I guess this should go here as it's part of an ongoing modification project on my Denford CNC MicroMill. Got it last summer off Craigslist real cheap. It took me a while but finally got it working pretty decent by hacking into the control and converting it from serial control to parallel and using TurboCNC in DOS with an old 386 laptop. Believe me, I ain't smart enough to do all that on my own but the guys over on the Denford (U.K) forum and the HSM forum steered me straight.







I decided to mount a treadmill motor driven ER-32 spindle assy. to the left side of the enclosure and do simple lathe ops by mounting a tool holder on the left end of the X/Y table and controlling it via CNC movements of the table.

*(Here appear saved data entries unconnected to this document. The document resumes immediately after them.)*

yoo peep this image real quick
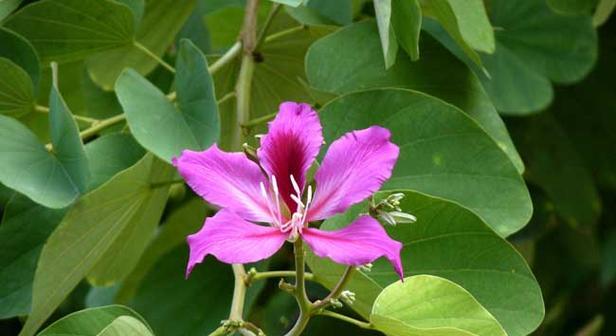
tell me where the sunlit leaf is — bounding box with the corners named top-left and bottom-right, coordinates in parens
top-left (307, 191), bottom-right (544, 336)
top-left (371, 275), bottom-right (506, 336)
top-left (98, 316), bottom-right (154, 336)
top-left (37, 305), bottom-right (150, 336)
top-left (373, 0), bottom-right (398, 68)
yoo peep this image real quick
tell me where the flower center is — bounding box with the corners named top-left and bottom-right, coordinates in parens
top-left (259, 174), bottom-right (313, 241)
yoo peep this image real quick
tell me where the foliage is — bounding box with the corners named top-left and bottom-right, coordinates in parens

I built up the spindle housing from 3" square, 1/4" wall steel tubing with 5/8" thick steel plates pressed into the ends and locked in with 16, 10-32 countersunk screws. I trepanned the bearing holes (whole 'nuther story there!) and line bored them on the lathe for a light press fit of the 55x30x13 mm deep-groove bearings. The spindle is a modified CTC Tools 32 mm x 100 mm straight shank ER-32 collet chuck. I bored the center through-hole out to 21 mm and turned & polished the shank to 30 mm for a push fit of the bearings.

I made the pulley and spanner nut and threaded their ID to 1.125x18 tpi to match the thread that I single pointed on the end of the spindle shank. I set it up with just a slight amount of preload and will do some further adjustments by temperature rise once it's in place and running at top speed (2500 rpm.)

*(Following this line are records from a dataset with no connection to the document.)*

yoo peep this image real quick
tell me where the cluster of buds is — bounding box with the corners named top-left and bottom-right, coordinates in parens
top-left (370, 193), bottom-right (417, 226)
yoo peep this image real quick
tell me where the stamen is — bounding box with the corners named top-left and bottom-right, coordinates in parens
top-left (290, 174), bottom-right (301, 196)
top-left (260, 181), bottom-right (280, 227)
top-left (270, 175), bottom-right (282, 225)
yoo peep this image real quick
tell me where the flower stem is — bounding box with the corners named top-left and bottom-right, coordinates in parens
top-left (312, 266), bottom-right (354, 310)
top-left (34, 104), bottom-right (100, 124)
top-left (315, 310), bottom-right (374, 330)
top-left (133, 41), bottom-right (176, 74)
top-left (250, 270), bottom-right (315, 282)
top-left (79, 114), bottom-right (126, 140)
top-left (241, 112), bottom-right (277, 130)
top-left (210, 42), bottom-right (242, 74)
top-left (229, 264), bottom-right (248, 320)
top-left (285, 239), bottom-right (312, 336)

Any way, here's some pictures after I finished it with a couple coats of Rustoleum Hammertone Silver.
















Now that the spindle's done, I have to add a steel tube stiffening structure under the enclosure, mount up the motor, wire up the KBIC-120 speed control and make a toolholder like Chuck made in his Minilathe mod thread. I'd been scratching my head until I saw that...thanks Chuck!


----------